"Justice Without Mercy" by R.L. Burgess
Posted by Margaret Walker on Friday, August 14, 2020 Under: Book Reviews
In : Book Reviews
Tags: r-l-burgess dystopia future sci-fi romance
Questions of love and morality feature prominently in this dystopian thriller, in a city where the National Eugenics Centre receives praise for engineering a human with perfect emotional restraint, couples face Reconditioning Therapy for falling in love, and a mysterious terrorist named Zac Zevalon seems hell bent on the destruction of state property. The Liberalists have won power over the Purists, and their agent Mercy is an Enforcer, a genetically modified female working with the State Security Force, and charged with keeping peace in the city. All is not rosy in the defeated Purist camp either, and Melody and fellow Enforcer Justice face confronting moral issues even as their love for one another develops in the shadow of the State.
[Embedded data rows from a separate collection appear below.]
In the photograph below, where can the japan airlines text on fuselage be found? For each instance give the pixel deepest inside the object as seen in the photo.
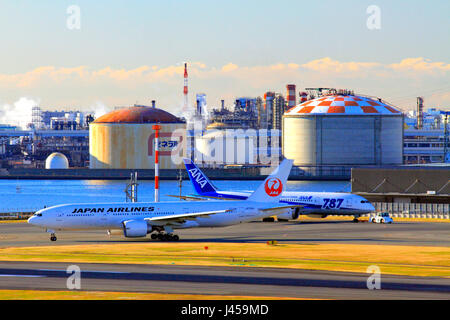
(139, 219)
(313, 203)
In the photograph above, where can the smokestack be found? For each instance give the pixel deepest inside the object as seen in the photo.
(156, 128)
(303, 97)
(290, 96)
(419, 112)
(185, 90)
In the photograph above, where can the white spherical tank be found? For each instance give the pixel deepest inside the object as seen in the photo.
(124, 139)
(56, 161)
(343, 130)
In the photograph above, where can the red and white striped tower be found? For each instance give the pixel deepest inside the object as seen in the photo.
(185, 91)
(156, 128)
(303, 97)
(290, 96)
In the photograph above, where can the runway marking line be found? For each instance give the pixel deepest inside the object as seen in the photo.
(392, 259)
(116, 295)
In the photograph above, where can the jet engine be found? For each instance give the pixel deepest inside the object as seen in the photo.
(317, 215)
(290, 215)
(135, 228)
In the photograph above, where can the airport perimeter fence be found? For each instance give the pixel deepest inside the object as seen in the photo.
(17, 214)
(414, 210)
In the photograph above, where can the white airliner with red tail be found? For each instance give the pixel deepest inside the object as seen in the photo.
(315, 204)
(141, 218)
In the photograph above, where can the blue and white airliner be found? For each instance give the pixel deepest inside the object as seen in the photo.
(314, 204)
(138, 219)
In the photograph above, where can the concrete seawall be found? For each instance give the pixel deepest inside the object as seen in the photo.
(243, 173)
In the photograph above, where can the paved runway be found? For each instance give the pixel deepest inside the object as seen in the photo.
(339, 231)
(220, 281)
(234, 281)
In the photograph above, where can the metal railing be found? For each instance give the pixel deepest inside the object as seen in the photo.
(414, 210)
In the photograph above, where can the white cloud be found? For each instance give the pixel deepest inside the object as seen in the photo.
(84, 86)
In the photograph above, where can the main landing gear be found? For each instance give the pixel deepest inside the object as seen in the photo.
(165, 236)
(52, 234)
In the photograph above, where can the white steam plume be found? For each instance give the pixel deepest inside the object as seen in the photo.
(18, 114)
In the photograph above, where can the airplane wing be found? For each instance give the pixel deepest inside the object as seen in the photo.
(183, 217)
(187, 197)
(200, 197)
(283, 207)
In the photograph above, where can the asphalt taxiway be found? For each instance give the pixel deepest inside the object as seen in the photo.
(260, 282)
(331, 231)
(241, 281)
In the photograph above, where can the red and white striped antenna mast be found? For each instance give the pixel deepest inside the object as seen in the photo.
(185, 90)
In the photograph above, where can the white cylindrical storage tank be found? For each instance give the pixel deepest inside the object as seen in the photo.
(56, 161)
(343, 130)
(231, 146)
(124, 139)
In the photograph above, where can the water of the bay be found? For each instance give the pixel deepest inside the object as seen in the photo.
(32, 195)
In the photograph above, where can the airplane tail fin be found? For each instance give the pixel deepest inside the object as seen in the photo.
(199, 180)
(270, 190)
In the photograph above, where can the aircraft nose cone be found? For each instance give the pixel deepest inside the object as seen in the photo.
(32, 220)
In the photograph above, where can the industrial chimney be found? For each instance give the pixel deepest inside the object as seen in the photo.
(419, 112)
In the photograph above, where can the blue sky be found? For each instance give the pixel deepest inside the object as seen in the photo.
(252, 35)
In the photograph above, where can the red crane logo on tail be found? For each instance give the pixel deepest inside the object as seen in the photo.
(273, 187)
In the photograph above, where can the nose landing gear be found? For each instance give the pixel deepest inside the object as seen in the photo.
(165, 236)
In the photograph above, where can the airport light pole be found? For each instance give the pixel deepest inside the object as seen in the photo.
(156, 128)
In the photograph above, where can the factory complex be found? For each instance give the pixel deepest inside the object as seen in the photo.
(326, 131)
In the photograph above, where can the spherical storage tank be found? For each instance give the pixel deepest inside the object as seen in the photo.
(56, 161)
(343, 130)
(124, 139)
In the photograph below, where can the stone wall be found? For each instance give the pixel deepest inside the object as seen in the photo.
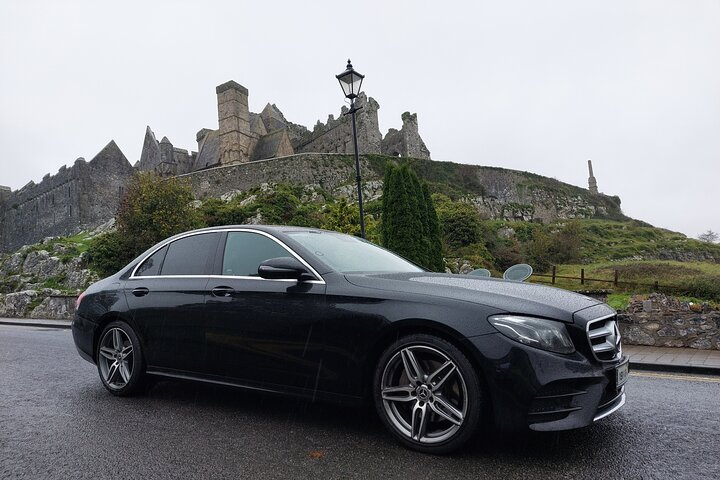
(663, 321)
(335, 136)
(80, 197)
(329, 171)
(515, 195)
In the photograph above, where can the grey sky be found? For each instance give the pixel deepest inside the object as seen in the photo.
(527, 85)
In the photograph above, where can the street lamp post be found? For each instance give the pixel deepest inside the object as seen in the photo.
(350, 82)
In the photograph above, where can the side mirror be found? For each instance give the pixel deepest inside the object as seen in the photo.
(284, 268)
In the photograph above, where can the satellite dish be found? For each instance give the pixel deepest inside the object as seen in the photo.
(518, 273)
(481, 272)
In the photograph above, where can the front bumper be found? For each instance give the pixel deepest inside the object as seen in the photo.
(544, 391)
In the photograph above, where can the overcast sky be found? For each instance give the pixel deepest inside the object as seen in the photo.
(526, 85)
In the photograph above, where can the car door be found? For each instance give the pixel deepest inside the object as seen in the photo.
(166, 295)
(259, 331)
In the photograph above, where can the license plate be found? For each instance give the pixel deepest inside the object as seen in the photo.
(621, 373)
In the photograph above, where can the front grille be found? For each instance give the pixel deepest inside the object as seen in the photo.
(604, 337)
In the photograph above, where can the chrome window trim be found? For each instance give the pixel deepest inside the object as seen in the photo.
(318, 278)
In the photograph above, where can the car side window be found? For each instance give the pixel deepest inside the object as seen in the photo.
(189, 255)
(245, 251)
(151, 266)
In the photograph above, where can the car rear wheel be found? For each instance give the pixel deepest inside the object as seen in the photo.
(427, 394)
(119, 359)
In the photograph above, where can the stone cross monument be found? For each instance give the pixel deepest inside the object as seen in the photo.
(592, 183)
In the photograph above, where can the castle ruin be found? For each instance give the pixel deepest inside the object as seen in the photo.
(88, 194)
(244, 136)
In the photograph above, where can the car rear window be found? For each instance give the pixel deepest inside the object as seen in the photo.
(189, 255)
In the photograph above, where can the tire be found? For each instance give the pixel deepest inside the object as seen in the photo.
(120, 359)
(427, 394)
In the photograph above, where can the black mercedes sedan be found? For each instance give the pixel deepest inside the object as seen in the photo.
(327, 316)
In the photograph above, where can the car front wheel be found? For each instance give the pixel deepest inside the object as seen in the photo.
(119, 359)
(427, 394)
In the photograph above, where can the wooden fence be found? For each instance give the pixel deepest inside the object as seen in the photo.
(615, 281)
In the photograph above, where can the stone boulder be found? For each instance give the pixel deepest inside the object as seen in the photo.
(16, 304)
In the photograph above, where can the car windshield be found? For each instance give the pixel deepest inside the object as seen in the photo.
(346, 254)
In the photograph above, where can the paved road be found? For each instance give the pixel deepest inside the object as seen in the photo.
(57, 421)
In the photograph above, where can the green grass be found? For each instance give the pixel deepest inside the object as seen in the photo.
(618, 301)
(620, 240)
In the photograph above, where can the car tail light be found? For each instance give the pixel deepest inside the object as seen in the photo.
(79, 299)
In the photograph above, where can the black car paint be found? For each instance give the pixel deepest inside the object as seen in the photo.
(322, 339)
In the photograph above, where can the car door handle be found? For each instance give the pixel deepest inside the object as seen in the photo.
(222, 291)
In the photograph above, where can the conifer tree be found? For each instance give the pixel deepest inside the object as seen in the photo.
(435, 258)
(410, 225)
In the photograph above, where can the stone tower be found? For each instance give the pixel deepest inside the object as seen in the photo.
(592, 183)
(234, 120)
(405, 142)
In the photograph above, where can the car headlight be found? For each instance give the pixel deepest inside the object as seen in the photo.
(536, 332)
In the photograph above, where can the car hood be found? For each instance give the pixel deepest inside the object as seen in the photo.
(508, 296)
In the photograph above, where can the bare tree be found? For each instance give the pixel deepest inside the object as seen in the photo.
(708, 237)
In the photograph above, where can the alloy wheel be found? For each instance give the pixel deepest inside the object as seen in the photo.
(424, 394)
(116, 359)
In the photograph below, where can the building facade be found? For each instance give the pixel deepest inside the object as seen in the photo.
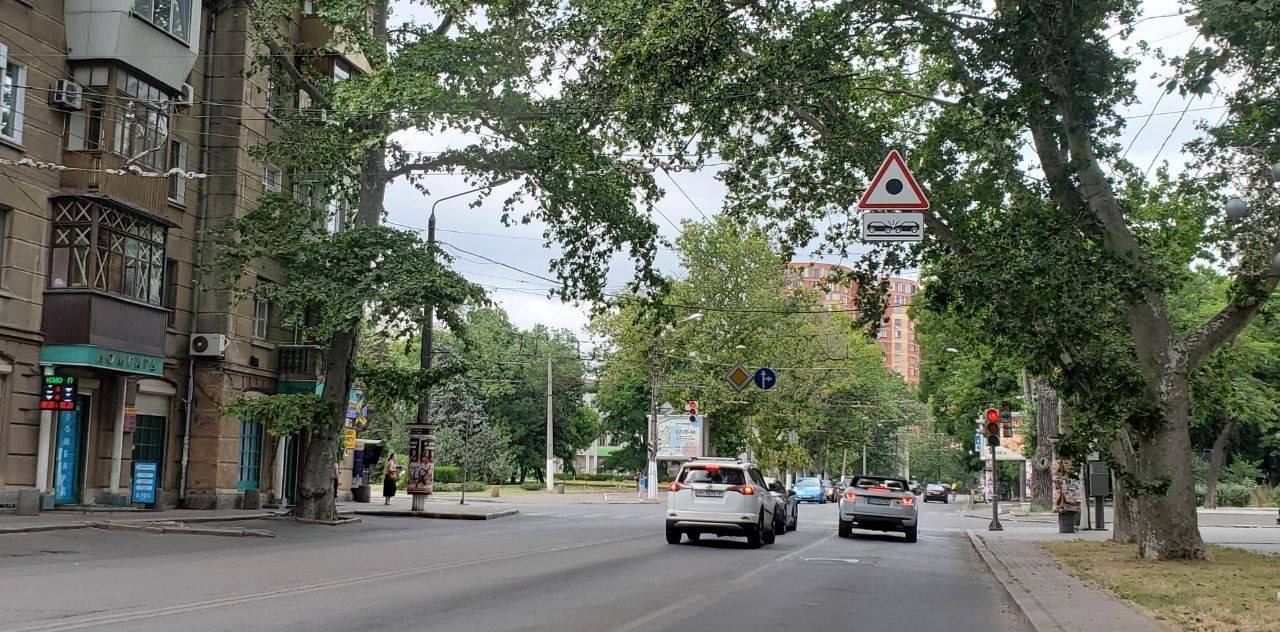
(896, 335)
(126, 137)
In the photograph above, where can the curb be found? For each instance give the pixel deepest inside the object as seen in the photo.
(443, 516)
(1032, 612)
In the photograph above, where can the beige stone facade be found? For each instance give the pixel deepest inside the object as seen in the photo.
(97, 268)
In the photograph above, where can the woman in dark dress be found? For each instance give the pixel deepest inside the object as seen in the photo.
(389, 476)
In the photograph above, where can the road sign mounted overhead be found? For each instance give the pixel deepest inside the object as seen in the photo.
(894, 187)
(739, 378)
(892, 227)
(764, 379)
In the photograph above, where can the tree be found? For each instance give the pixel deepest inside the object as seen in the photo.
(1069, 271)
(339, 145)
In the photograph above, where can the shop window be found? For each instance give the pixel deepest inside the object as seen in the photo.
(13, 92)
(104, 248)
(250, 471)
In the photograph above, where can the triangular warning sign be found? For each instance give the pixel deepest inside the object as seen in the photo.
(894, 187)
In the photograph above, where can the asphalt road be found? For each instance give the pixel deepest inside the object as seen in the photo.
(571, 567)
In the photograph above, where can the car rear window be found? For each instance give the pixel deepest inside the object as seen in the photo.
(718, 476)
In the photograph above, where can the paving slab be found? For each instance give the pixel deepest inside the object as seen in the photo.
(1048, 598)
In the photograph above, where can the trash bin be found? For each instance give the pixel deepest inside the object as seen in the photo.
(360, 494)
(1066, 522)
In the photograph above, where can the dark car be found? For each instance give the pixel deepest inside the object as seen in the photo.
(937, 491)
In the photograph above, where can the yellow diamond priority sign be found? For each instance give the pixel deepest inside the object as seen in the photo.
(739, 378)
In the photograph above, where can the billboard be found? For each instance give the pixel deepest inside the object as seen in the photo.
(680, 438)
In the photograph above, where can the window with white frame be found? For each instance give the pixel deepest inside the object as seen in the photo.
(169, 15)
(261, 316)
(13, 92)
(273, 179)
(177, 160)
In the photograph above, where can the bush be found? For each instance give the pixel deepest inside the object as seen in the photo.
(448, 474)
(1234, 494)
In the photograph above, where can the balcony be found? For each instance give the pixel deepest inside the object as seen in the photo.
(301, 362)
(103, 320)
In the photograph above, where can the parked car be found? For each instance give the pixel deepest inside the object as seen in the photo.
(878, 503)
(937, 491)
(723, 498)
(809, 490)
(789, 508)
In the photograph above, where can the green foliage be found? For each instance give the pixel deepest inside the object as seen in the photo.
(282, 415)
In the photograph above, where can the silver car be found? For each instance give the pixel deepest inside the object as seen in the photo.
(878, 503)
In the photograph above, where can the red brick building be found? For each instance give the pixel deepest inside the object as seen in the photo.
(896, 337)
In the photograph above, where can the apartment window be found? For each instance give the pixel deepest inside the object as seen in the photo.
(142, 120)
(273, 179)
(177, 160)
(169, 15)
(261, 316)
(101, 247)
(170, 288)
(13, 91)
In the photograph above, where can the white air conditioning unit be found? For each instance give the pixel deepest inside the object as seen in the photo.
(187, 97)
(208, 346)
(67, 94)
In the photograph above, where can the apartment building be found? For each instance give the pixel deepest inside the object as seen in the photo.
(126, 136)
(896, 335)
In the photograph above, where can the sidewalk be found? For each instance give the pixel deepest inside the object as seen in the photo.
(1047, 596)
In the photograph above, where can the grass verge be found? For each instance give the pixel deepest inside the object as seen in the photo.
(1239, 591)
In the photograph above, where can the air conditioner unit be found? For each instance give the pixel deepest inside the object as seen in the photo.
(187, 97)
(208, 346)
(67, 94)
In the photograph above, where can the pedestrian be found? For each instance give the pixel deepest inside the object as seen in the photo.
(391, 474)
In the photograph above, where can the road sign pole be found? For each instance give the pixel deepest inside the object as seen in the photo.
(995, 493)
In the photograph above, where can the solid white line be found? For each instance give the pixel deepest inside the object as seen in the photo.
(309, 587)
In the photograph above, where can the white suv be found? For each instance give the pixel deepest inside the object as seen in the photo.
(721, 497)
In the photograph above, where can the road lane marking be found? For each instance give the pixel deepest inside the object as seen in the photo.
(638, 623)
(307, 587)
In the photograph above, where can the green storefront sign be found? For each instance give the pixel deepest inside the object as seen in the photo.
(97, 357)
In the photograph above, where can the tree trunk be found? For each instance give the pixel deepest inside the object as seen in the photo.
(1168, 526)
(1046, 433)
(1215, 463)
(1124, 521)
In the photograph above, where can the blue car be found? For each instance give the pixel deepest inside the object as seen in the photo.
(809, 490)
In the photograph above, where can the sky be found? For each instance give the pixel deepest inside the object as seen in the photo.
(480, 230)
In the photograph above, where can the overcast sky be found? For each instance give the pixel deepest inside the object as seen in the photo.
(480, 230)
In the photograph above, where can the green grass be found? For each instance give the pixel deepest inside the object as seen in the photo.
(1238, 591)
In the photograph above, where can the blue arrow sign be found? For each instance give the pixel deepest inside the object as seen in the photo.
(764, 378)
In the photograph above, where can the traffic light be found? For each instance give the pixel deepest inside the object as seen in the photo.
(992, 417)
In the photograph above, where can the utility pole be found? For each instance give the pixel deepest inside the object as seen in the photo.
(421, 434)
(551, 454)
(652, 488)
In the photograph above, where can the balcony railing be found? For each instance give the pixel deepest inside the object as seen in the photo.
(301, 361)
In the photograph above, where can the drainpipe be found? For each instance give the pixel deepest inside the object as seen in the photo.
(201, 219)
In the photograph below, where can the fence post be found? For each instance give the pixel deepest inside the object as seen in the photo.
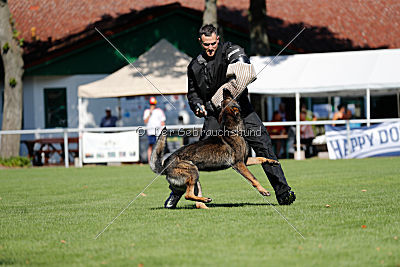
(348, 136)
(66, 152)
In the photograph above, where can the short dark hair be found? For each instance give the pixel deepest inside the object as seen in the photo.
(207, 30)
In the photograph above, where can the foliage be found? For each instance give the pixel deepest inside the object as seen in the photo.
(15, 162)
(50, 216)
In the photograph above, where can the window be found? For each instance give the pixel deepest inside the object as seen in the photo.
(55, 107)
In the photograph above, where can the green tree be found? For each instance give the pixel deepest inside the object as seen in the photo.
(258, 28)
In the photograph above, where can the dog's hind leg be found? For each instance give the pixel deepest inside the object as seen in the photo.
(198, 192)
(241, 168)
(260, 160)
(187, 173)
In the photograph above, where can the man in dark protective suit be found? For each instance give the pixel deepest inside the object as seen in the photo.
(225, 65)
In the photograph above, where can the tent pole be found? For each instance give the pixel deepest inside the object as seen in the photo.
(263, 108)
(298, 148)
(80, 131)
(398, 104)
(368, 107)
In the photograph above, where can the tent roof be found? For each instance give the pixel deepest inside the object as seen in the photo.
(322, 74)
(163, 65)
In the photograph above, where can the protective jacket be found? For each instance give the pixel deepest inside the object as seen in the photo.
(206, 75)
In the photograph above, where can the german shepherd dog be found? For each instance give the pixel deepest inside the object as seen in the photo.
(214, 153)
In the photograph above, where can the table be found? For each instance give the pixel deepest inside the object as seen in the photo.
(48, 147)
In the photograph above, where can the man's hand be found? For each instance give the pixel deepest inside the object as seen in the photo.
(201, 111)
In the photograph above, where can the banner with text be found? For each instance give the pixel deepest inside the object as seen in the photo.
(377, 140)
(110, 147)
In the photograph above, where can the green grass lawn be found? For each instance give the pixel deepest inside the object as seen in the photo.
(50, 216)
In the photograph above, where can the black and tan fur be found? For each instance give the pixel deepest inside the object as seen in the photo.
(214, 153)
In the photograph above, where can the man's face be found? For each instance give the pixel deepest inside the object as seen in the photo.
(209, 44)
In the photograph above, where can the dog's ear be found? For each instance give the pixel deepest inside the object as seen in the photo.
(226, 93)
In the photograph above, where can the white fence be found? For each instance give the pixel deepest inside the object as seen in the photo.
(66, 131)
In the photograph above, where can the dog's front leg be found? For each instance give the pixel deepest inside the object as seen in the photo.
(260, 160)
(241, 168)
(199, 205)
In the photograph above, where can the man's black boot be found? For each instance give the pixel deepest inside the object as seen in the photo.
(286, 198)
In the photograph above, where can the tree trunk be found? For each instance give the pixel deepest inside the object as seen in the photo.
(13, 63)
(258, 28)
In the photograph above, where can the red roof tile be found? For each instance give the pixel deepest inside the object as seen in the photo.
(353, 23)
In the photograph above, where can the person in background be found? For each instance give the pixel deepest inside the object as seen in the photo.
(109, 120)
(340, 114)
(306, 135)
(282, 111)
(154, 118)
(277, 130)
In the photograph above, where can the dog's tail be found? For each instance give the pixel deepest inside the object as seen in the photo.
(156, 160)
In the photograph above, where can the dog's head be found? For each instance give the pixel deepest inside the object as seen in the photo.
(230, 108)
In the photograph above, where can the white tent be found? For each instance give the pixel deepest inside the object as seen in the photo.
(339, 73)
(324, 74)
(161, 70)
(164, 70)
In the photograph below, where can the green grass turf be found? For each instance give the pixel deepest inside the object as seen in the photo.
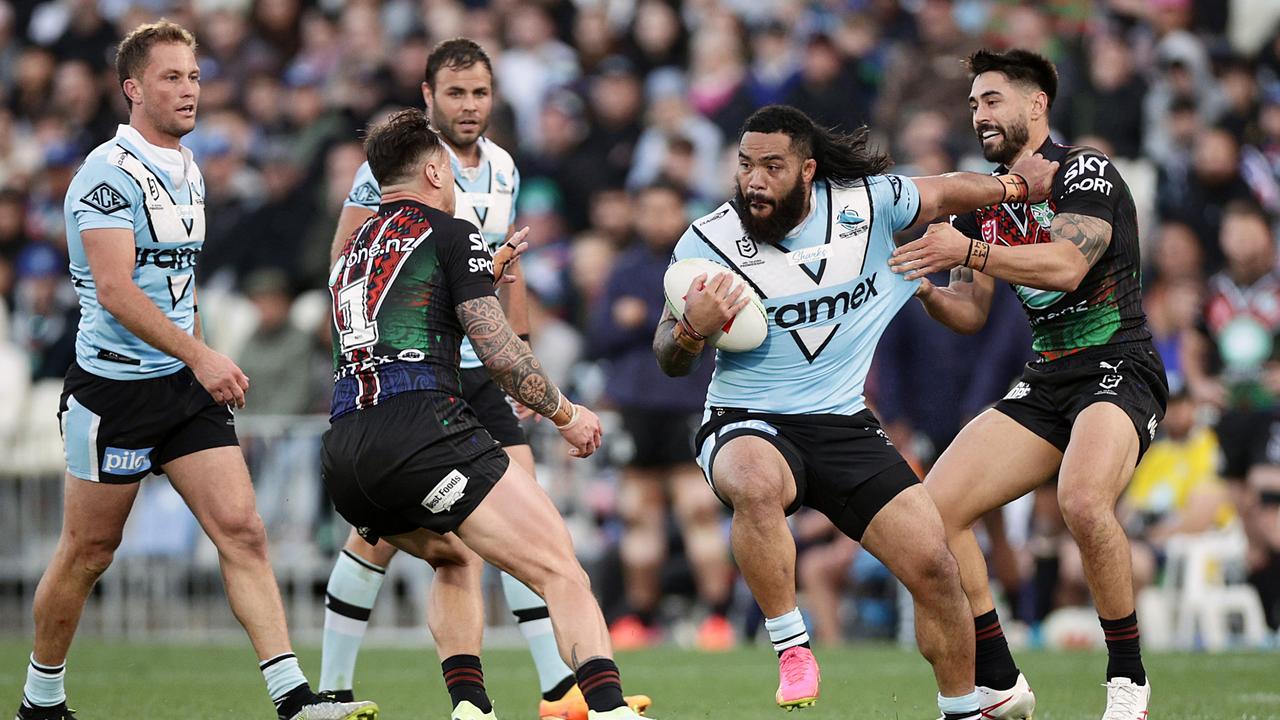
(174, 682)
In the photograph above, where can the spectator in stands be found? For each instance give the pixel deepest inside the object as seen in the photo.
(1175, 488)
(1214, 183)
(659, 417)
(672, 119)
(278, 355)
(1110, 103)
(831, 89)
(45, 311)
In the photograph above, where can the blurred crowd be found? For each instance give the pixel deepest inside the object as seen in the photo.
(624, 114)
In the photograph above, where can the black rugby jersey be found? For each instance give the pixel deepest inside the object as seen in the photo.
(1106, 308)
(394, 290)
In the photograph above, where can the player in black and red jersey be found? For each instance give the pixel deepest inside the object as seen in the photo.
(1087, 408)
(406, 459)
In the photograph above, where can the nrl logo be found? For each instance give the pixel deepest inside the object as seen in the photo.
(851, 223)
(1042, 214)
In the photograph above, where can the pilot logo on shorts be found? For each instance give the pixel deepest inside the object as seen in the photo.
(446, 493)
(119, 461)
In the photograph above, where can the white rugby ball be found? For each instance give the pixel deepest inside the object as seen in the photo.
(745, 331)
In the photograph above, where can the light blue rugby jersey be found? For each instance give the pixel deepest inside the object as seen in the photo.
(478, 190)
(129, 183)
(828, 294)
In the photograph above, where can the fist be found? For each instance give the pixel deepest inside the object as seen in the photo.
(1038, 173)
Action fans will be pleased with the short chapters and fast-paced plot. I found myself going back to reread several important parts in order to understand them, yet the ideas are intelligent, based on the fears we all have of a controlling state erasing our individuality. When there is a lot going on in a futuristic novel and the reader has the added task of understanding how this new world operates, the author needs to be sure that she doesn’t add to the confusion by introducing too many threads and too many characters, too often. That is my only criticism; focus more on the main plot. Within it, Mercy and Justice did stand out for me, in addition to Zac’s past history. Many more characters and twisted plot elements were evident, however. Perhaps these will be developed in a further book of the series. Mercy and Justice inhabit an interesting world and I would have liked a little more character analysis. But is complex characterization necessarily important in dystopian fiction? Not too sure.
Gradually, I discerned what was going on in this world of stifled emotions, recreational sex, and back stories filled with the compassion that is absent in Mercy’s world. This world seems complicated but, beneath it, our essential humanity has not changed.